The COVID Pandemic could delay the estimated timing of completion of our
existing pipeline of development and expansion projects, because many
jurisdictions have shut down or delayed entitlement activities, and "stay at
home" orders could potentially delay construction activities. In addition, the
COVID Pandemic could extend the timeframe for a newly developed facility to
reach stabilized occupancies and cash flows. We continue to monitor our projects
to ensure that they still meet our risk-adjusted yield expectations, and reduced
project yield estimates due to the COVID Pandemic or other factors could result
in the cancellation of existing projects in the future, or we may not pursue
certain new projects that we would have otherwise sought.

We continue to seek to acquire additional self-storage facilities from third
parties. Our acquisition volume was robust in the early part of 2020, with
$253.0 million in acquisitions during 2020 thus far including facilities
currently under contract. However, we believe that in the short-term,
acquisition volume may decline due to economic uncertainty resulting from the
COVID Pandemic, resulting in some third party sellers delaying the sale of their
properties. Volume in the latter part of 2020 could increase as the economy
stabilizes and seller confidence returns, or leveraged owners of recently
developed facilities are forced to sell. There can be no assurance as to the
level of future acquisitions of facilities.
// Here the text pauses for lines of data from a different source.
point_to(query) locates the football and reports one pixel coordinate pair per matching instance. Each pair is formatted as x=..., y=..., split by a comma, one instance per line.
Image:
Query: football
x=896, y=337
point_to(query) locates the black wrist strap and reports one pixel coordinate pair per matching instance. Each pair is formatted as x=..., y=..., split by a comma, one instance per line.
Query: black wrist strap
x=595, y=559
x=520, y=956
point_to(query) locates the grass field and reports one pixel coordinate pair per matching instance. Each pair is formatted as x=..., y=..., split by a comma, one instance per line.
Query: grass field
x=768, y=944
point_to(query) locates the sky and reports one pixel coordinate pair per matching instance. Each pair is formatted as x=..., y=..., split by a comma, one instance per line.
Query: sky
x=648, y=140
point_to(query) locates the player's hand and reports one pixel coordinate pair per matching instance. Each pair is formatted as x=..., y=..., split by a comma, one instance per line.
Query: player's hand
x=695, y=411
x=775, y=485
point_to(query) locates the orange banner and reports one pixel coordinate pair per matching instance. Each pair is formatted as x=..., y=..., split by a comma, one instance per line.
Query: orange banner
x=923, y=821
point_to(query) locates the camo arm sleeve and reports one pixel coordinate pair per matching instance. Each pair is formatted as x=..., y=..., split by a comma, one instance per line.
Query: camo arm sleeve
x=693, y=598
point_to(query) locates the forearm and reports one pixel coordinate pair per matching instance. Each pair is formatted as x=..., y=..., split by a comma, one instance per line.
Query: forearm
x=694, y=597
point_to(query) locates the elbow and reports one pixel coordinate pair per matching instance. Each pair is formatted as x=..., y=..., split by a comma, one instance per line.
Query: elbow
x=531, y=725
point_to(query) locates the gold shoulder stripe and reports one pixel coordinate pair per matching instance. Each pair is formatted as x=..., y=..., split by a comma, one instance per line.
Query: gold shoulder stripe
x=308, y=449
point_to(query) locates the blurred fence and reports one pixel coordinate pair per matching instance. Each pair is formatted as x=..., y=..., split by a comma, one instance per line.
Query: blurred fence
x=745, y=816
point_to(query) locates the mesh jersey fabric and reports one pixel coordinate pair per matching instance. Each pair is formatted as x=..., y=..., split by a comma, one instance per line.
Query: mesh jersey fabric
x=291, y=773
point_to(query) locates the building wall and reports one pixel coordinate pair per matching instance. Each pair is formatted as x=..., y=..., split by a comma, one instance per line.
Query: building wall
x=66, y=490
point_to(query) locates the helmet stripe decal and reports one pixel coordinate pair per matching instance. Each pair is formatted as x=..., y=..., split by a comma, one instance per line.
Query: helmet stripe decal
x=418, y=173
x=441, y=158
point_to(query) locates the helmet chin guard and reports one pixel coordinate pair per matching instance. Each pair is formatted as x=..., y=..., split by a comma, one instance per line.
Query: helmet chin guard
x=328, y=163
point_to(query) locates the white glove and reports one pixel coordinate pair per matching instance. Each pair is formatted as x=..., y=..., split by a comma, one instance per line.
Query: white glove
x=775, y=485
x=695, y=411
The COVID Pandemic has had negative impacts on the cost of debt and equity
capital, and may continue to do so or such negative impacts may intensify. Based
upon our substantial current liquidity relative to our capital requirements
noted below, and our strong financial profile and credit ratings, we do not
expect such capital market dislocations to have a material impact upon our
expected capital and growth plans over the next 12 months. However, there can be
no assurance that they would not in the future, if they were to persist for a
long period or intensify. In addition, there can be no assurance, if significant
additional opportunities to acquire facilities were to arise as a result of the
COVID Pandemic or for other reasons, whether we would be able to raise capital
at a reasonable cost to allow us to be able to take advantage of such
opportunities.

General Overview

Our self-storage operations generate most of our net income, and we believe that our earnings growth is most impacted by the level of organic growth in our existing self-storage portfolio. Accordingly, a significant portion of management's time is devoted to maximizing cash flows from our existing self-storage facilities.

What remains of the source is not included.